Indonesian Chicken Shawarma
Indonesian Chicken Shawarma is a delicious fusion dish that combines the flavors of Indonesian and Indian cuisine. This recipe features tender marinated chicken wrapped in warm flatbread, topped with a flavorful sauce and fresh vegetables.
Ingredients
- 1 lb boneless, skinless chicken thighs, thinly sliced
- 4 cloves garlic, minced
- 1 tsp ground turmeric
- 1 tsp ground cumin
- 1 tsp ground coriander
- 1/2 tsp ground ginger
- 1/4 tsp cayenne pepper
- 2 tbsp soy sauce
- 2 tbsp vegetable oil
- 4 pieces of flatbread
- 1 cup shredded cabbage
- 1 cucumber, thinly sliced
- 1/2 cup sliced red onion
- 1/4 cup chopped fresh cilantro
- 1/4 cup chopped fresh mint
- 1/2 cup plain yogurt
- 1 tbsp lemon juice
- Salt and pepper to taste
Instructions
- In a bowl, combine the chicken, garlic, turmeric, cumin, coriander, ginger, cayenne pepper, soy sauce, and vegetable oil. Mix well to coat the chicken. Marinate for at least 15 minutes.
- Heat a skillet over medium-high heat. Add the marinated chicken and cook for 6-8 minutes, or until the chicken is cooked through.
- In a small bowl, mix together the yogurt, lemon juice, and a pinch of salt.
- Warm the flatbread in the skillet for about 1 minute on each side.
- To assemble the shawarma, place a portion of the cooked chicken on a piece of flatbread.
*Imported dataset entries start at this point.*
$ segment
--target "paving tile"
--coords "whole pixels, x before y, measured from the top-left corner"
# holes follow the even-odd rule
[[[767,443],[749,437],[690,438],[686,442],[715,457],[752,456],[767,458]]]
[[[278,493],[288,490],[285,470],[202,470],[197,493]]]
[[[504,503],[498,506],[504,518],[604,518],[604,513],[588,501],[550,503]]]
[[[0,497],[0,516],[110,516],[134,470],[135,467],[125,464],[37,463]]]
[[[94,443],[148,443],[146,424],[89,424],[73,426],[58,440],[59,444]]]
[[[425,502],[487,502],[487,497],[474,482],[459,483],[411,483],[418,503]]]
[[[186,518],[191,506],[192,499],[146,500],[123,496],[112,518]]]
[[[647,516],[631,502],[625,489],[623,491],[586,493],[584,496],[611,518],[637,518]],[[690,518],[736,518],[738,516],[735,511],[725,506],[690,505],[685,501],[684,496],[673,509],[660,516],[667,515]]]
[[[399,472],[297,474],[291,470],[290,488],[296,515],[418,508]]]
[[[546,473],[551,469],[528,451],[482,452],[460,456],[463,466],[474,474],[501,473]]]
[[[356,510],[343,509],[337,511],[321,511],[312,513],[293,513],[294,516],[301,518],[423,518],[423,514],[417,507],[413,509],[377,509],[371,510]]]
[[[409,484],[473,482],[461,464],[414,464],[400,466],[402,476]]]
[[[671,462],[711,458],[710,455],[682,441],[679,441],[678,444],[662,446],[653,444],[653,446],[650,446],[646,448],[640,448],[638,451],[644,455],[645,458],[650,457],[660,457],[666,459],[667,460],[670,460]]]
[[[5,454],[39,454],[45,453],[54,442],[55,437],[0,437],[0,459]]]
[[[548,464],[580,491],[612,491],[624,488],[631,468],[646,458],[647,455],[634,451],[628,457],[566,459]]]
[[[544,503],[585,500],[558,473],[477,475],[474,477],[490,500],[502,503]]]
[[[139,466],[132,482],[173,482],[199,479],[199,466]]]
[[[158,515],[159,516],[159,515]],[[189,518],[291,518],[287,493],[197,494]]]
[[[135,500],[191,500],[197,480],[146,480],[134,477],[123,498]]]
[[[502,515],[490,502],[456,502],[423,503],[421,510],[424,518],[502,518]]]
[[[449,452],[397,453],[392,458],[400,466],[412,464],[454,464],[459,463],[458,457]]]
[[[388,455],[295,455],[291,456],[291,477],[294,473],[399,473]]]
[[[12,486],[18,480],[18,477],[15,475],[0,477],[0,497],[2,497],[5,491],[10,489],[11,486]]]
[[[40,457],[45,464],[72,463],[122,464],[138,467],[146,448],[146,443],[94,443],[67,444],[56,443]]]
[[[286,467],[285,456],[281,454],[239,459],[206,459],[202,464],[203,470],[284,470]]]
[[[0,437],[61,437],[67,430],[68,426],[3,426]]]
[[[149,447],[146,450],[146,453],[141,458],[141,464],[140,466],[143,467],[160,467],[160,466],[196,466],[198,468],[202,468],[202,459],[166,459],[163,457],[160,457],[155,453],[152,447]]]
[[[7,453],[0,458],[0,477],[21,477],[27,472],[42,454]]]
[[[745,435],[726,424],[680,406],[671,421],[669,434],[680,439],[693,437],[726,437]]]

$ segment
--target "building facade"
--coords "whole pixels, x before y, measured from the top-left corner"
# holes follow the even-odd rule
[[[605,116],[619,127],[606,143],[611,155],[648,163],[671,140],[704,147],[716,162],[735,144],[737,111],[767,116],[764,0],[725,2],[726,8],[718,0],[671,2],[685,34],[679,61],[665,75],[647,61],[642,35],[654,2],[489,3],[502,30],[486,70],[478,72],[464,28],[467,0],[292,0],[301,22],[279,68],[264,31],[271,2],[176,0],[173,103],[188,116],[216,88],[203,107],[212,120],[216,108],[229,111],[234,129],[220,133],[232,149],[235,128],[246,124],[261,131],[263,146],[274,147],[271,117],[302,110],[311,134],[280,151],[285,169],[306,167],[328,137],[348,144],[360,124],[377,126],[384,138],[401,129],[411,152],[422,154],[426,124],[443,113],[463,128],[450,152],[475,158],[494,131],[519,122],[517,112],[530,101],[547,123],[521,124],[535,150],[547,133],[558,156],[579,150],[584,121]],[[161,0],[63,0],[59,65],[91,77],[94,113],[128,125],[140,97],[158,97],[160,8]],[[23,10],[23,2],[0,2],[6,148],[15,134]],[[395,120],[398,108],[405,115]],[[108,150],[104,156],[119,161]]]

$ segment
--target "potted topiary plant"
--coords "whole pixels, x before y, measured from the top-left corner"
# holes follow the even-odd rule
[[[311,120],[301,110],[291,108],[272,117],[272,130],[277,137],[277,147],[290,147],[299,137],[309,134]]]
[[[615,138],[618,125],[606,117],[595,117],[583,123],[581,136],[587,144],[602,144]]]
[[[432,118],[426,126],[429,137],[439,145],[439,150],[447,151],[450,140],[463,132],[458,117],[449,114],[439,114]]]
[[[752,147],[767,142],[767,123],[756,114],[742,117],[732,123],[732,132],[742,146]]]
Top with shredded cabbage, sliced cucumber, red onion, cilantro, and mint. Drizzle with the yogurt sauce.
- Roll up the flatbread to enclose the filling, and serve immediately.
Cooking & Preparation
- Preparation time:
- 20 minutes
- Cooking time:
- 15 minutes
- Total time:
- 35 minutes
- Cooking method
- Stovetop
Nutritional facts per 1 serving
- Calories
- 350 per serving
- Protein
- 25g
- Carbohydrates
- 30g
- Fat
- 15g
Supplies
Skillet Bowl Cutting board Knife Spatula
Tools
Grater (for shredding cabbage)
Serving suggestions
Serve the Indonesian Chicken Shawarma with a side of rice and a refreshing cucumber salad.
Tips & tricks
For a spicier kick, add a dash of hot sauce to the yogurt sauce before drizzling it over the shawarma.